In some places we had to crawl under or climb over downed trees like this one. On the way out we went under trying to avoid stepping in the mud pit. On the return trip we climbed up and around.
The starting elevation was 2,000 ft and we stopped at 2,900 ft but with the ups and downs it ended up being approximately a 1000 ft. gain. The trail is steep for the first mile or so and then levels off to be followed by some ups and downs. This is just over the line from an easy to a moderate level hike for me.

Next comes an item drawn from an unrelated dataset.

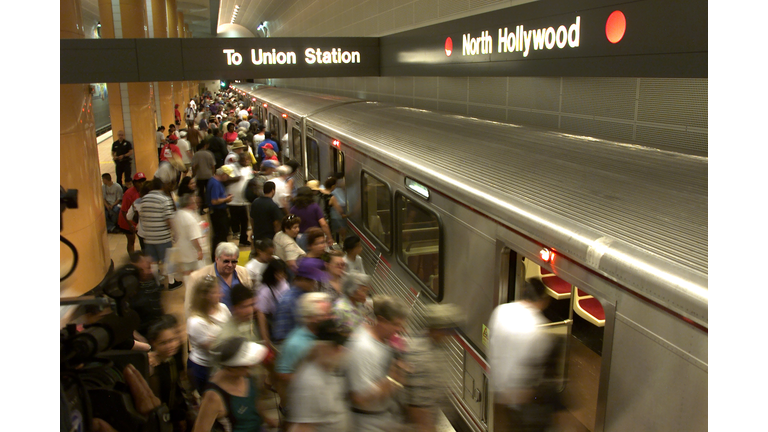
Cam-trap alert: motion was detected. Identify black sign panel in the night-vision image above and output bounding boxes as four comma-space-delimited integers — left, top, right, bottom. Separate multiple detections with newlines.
60, 38, 379, 84
381, 0, 707, 77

Ingalls Creek is really a river with a raging, roaring (almost deafening) torrent of white water fed by glacier melt and snowmelt. It would be foolhardy in the extreme to go into the water. The current is so strong this time of year one would be swept away in an instant and the water temperature would be close to freezing.
Evidence of forest fire
In some places the blackened remains of a forest fire was evident on tree trunks and downed timber. Oh, the wildflowers. It is impossible to overstate how many, how beautiful, and how many different kinds. Unbelievable numbers of Lupine on the hills, Arrowleaf balsam root and Arnica with their bright yellow showy flowers, calypso orchids again, Glacier lilies, Prairie Stars, Fairy bells, Elderberry, Groundsel, Vanilla leaf, both the Chocolate, also called Chocolate tips, and yellow Lomatium, also called Desert parsley, Orange, orange-red and yellow paintbrush, yellow stream violets, red current, trillium, bitter cherry, Service berry, Larkspur, wild sweet pea, Death camas, Mertensia, and Ballhead waterleaf. Bob counted 32 different kinds of flowers. We took way to many photos to share but below is a sampling of some of the flowers we saw. This trail is known to have flowers all during the hiking season from April to October; however, as the season progresses one has to hike higher up to see the them.
Arrowleaf Balsam root
Hillside covered in Lupine
Yellow and Orange Paintbrush
Red flowering currant
Trillium almost finished blooming hence the purple color
Chocolate tip lomatium
Footnote: We saw two young men panning for gold in the shallows near a camping spot. This area had been mined in the late 1800s so there are still a few small flakes and pieces that wash down from the mountain to find here and there. On the return trip the young men were no longer there so we couldn't ask them if they found anything but we stopped and scooped some sand out of the river bank and found a few flakes, highly magnified below. It brought back memories of panning and dredging for gold in Spanish Creek at the Dore's cabin.